The use of Ignite (Basta;glufosinate;phosphinothricin) to select transformants of bar-containing plasmids in Neurospora crassa

Martin L. Pall - Department of Genetics and Cell Biology and Department of Biochemistry/Biophysics, Washington State University, Pullman, WA 99164-4234 The bacterial Basta-resistance (bar) gene has been previously adapted for use as a fungal selectable marker by Avalos et al. (1989 Curr. Genet. 16:369-372) and by Straubinger et al. (1992 Fungal Genet. Newsl. 39:82-83). Both bialaphos and Basta (Ignite) have been developed for use as herbicides and have only been available as free samples from the chemical companies that have been involved in this development. In Neurospora crassa, transformants for the bar gene have been isolated by selecting for resistance to bialaphos, a peptide derivative of phosphinothricin, the active ingredient in Ignite/Basta. However, it has been difficult for many investigators to obtain samples of bialaphos for such studies, limiting the use of this selectable marker. Methods are described here for use of Ignite (Basta; phosphinothricin; glufosinate) to select for bar transformants in Neurospora.

Initial studies showed that Ignite was relatively nontoxic to Neurospora in standard Vogel's medium N but was considerably more toxic in nitrogen-free medium N supplemented with either nitrate or proline as sole nitrogen source. Ignite at a concentration of 200 micrograms/ml in nitrogen-free medium N containing 0.5% proline and 2% sucrose completely blocked growth where it only partially blocked growth in similar medium containing nitrate and had relatively little effect on growth on normal medium N, which contains ammonium nitrate as nitrogen source. The Ignite is known to act as an inhibitor of glutamine synthetase. It is not clear whether the greater inhibition in proline medium is due to improved transport of Ignite by the proline-grown cultures or whether they are otherwise more sensitive to its action.
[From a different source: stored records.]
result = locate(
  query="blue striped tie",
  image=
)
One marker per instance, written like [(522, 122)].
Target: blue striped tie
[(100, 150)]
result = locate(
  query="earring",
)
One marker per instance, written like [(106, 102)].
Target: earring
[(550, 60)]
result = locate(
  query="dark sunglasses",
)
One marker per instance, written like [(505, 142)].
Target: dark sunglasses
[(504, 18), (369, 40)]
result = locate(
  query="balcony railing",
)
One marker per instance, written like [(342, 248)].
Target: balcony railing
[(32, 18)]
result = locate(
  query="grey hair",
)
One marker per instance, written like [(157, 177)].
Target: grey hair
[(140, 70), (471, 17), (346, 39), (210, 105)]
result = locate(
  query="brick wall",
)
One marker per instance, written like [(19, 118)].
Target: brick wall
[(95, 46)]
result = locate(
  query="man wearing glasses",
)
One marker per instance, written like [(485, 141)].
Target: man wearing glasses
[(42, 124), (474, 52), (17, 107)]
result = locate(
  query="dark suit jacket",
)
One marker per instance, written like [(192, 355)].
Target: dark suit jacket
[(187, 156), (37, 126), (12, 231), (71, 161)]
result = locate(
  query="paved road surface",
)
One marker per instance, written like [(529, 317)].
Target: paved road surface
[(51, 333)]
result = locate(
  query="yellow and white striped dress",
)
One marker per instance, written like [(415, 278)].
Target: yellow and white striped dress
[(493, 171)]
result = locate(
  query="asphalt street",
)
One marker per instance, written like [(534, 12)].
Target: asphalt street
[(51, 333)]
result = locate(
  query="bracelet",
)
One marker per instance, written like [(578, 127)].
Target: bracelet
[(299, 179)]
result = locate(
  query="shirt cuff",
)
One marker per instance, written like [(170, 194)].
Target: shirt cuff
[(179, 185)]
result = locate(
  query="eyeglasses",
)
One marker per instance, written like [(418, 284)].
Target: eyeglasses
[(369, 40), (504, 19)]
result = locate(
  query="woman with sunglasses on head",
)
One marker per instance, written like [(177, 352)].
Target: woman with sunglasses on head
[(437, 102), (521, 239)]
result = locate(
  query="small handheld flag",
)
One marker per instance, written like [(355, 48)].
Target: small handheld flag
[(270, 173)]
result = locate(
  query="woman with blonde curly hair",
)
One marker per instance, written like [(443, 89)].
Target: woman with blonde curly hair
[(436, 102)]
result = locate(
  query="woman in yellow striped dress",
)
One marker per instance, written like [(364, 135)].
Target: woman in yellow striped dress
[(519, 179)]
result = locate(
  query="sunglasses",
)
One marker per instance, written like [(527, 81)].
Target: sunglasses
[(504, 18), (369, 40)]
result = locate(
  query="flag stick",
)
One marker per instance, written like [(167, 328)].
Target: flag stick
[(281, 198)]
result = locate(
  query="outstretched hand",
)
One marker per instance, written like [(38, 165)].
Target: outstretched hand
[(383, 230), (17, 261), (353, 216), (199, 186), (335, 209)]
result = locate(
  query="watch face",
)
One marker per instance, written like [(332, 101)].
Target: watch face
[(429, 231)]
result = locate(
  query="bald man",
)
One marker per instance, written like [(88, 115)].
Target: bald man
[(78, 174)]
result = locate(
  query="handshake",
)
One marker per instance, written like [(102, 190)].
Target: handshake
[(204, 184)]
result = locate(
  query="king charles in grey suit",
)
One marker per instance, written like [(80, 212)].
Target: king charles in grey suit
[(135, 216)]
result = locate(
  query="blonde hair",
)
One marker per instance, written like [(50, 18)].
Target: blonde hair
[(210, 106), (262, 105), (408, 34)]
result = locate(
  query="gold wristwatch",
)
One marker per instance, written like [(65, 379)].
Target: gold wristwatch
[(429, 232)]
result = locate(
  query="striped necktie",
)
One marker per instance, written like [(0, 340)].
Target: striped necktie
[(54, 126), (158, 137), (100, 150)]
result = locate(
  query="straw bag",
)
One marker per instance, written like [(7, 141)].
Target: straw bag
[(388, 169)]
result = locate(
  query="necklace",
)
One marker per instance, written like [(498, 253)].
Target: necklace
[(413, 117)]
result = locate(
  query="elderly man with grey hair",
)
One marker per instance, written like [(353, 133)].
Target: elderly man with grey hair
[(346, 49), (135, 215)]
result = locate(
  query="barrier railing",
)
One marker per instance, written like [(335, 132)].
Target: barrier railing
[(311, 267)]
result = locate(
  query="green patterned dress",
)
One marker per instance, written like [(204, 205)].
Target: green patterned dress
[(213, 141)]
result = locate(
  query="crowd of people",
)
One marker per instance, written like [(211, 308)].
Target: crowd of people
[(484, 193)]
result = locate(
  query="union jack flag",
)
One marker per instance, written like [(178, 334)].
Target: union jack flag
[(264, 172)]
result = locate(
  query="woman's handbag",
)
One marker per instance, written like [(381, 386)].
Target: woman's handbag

Selection for bar gene transformants can be performed as follows: Spheroplasts of germinated conidia of Neurospora were prepared and transformed as described previously by Vollmer and Yanofsky (1986 Proc. Natl. Acad. Sci, USA 83:4869-4873) with the following changes: The transformed spheroplasts were plated using bottom agar containing nitrogen-free medium N plus 0.5% proline in place of medium N. It also contained 200 to 300 micrograms/ml of Ignite and the usual concentrations of sorbose and other sugars. Similarly, the top agar used contained nitrogen-free medium N plus 0.5% proline and 0.8% agar in place of the usual medium N top agar. Under these conditions, numerous resistant colonies were obtained when using either pJA4 DNA (see Avalos et al. op. cit.) or pBARGPE1, pBARGEM7-2 or related plasmid DNAs, constructed in this laboratory. It should be noted that it is not necessary to germinate the conidia in proline-containing medium in order to obtain efficient transformation.

In a number of experiments, a few colonies were seen on Ignite selection even when no transforming DNA was used. This appears to be due to a significant level of spontaneous mutation to resistance. It is useful, consequently, to use conidia derived from recently cloned cultures in order to minimize this background and to run no-DNA controls with each transformation experiment in order to determine if such background is a problem in a specific experiment.

I am indebted to Dr. D. Kinney (Hoechst-Roussel Agri-Vet Company, Somerville, New Jersey, USA) for a sample of Ignite and to Dr. Mary Case for a sample of pJA4 DNA. I can provide interested researchers with small samples of Ignite.